November 7, 2011
The Non-Robotic Robot
In popular parlance, the term “robotic” verges on the insulting. It implies uninspired, unthinking and repetitive. Yet at the same time, robots themselves are cool—striding through popular culture in science fiction and reality shows, alongside (or in place of) military troops, serving as science ambassadors in classrooms or pluckily plodding though nuclear disasters in Japan.
At UC Santa Barbara, the fluidity and diversity of real life inspires the approach to this new-old technology, bridging the divide between “clone” and “cool.” Many robotics projects seem to draw more from the menagerie than the hardware store, with rats and mice, dogs and dragonflies, even maple seeds and bacteria, influencing the design of hardware and software, and how robotics is taught in academia.

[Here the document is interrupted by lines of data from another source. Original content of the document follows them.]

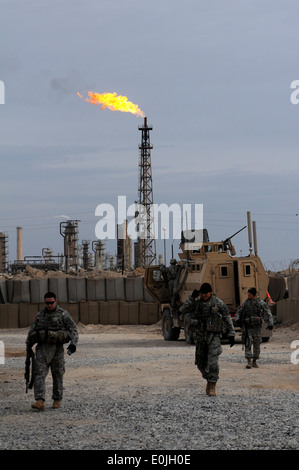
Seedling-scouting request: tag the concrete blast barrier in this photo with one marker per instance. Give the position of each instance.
(128, 313)
(115, 288)
(96, 289)
(76, 289)
(59, 287)
(148, 313)
(134, 289)
(18, 291)
(73, 308)
(38, 288)
(287, 310)
(26, 314)
(9, 316)
(89, 313)
(109, 312)
(293, 285)
(3, 292)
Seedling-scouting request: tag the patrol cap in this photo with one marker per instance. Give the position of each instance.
(195, 294)
(205, 288)
(252, 291)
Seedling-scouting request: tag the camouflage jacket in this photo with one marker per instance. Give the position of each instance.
(211, 315)
(254, 308)
(52, 327)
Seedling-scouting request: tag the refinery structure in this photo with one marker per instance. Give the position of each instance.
(90, 254)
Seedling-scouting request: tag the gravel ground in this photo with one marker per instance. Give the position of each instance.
(127, 389)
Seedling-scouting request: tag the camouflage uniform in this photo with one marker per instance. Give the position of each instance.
(250, 316)
(50, 330)
(209, 318)
(171, 276)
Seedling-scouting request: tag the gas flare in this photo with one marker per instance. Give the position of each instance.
(113, 101)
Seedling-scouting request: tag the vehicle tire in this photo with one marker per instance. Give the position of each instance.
(188, 333)
(169, 332)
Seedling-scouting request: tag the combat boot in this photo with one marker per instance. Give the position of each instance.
(39, 405)
(248, 365)
(212, 389)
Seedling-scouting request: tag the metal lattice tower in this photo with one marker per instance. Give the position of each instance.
(147, 242)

While specifics vary, robots are generally defined as having some mobility, whether as an arm attached to a post or an unmanned aerial vehicle (UAV) soaring overhead. They have the ability to make some decisions on their own, even if that only goes as far as how hard to screw in a bolt, and they can do this more or less autonomously. In short, a robot can move, it can think and it can make itself useful.
Ignoring fiction, explained professor Katie Byl, the first age of robots dawned in the 1980s when stationary robots doing repetitive tasks with high positional accuracy defined the term (and conjured the pejorative aspects of “robotic”). “It’s a robot that is designed for something like machining a part where the tool has to be pressed with high force and high accuracy against an end effector—not the kind of dynamics for a robot to interface with your grandmother,” explained Byl, whose working group at UCSB is named the Robotics Lab.

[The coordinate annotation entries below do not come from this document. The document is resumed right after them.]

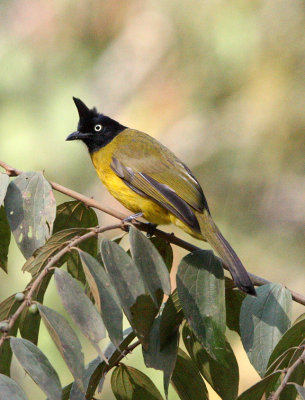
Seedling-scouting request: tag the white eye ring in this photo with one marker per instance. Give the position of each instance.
(98, 128)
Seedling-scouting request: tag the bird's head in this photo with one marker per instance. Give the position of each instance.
(94, 129)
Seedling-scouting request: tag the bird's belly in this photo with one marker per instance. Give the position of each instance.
(134, 202)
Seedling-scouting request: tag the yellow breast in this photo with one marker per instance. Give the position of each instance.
(134, 202)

While these industrial robots remain and grow in importance, the state of the art moved toward robots that could move around on their own, initially over artificially smooth terrain and now over increasingly genuine—i.e. uneven and unknown —ground, sea or sky. Once they can ramble successfully, they should be able to exploit their environment and work without much—or any—real-time human guidance. The progress ranges from the very theoretical to the very practical. Professor João Hespanha, for example, has just demonstrated aerial robots the U.S. army would like to use to track down insurgents firing mortar shells in Afghanistan.
“In the future,” said professor Francesco Bullo, whose own work centers on robotic coordination, “people envision robots everywhere. You can imagine small, almost like ‘smart dust,’ agents in a very, very small space that move, sense, transit, maybe perform an action as well. But the reality is that a robot needs a battery. One can imagine everything, but the reality is that we’re nowhere near having anything on the microscale, even less at the nanoscale.”
So while the sky is the limit, there are still some very basic hurdles to step over, like bipedal walking.
Turning to fiction, from the homicidal NS-5s of the film “I, Robot” to the droids of “Star Wars” to Marvin the Paranoid Android of “Hitchhikers Guide to the Galaxy,” they all shared the ability to walk.
Having been raised on a diet of Hollywood robots that are as agile as ballerinas, “a lot of my grad students were surprised that that wasn’t a solved project yet because everyone saw it in movies,” Byl reflected. “They make it look like we already have walking robots.” Adding to this perception are the odd Japanese humanoid robots that exhibit a large range of life-like motions—albeit “on the same stage, the same set of stairs, three times a day doing the same choreographed motions,” as she noted.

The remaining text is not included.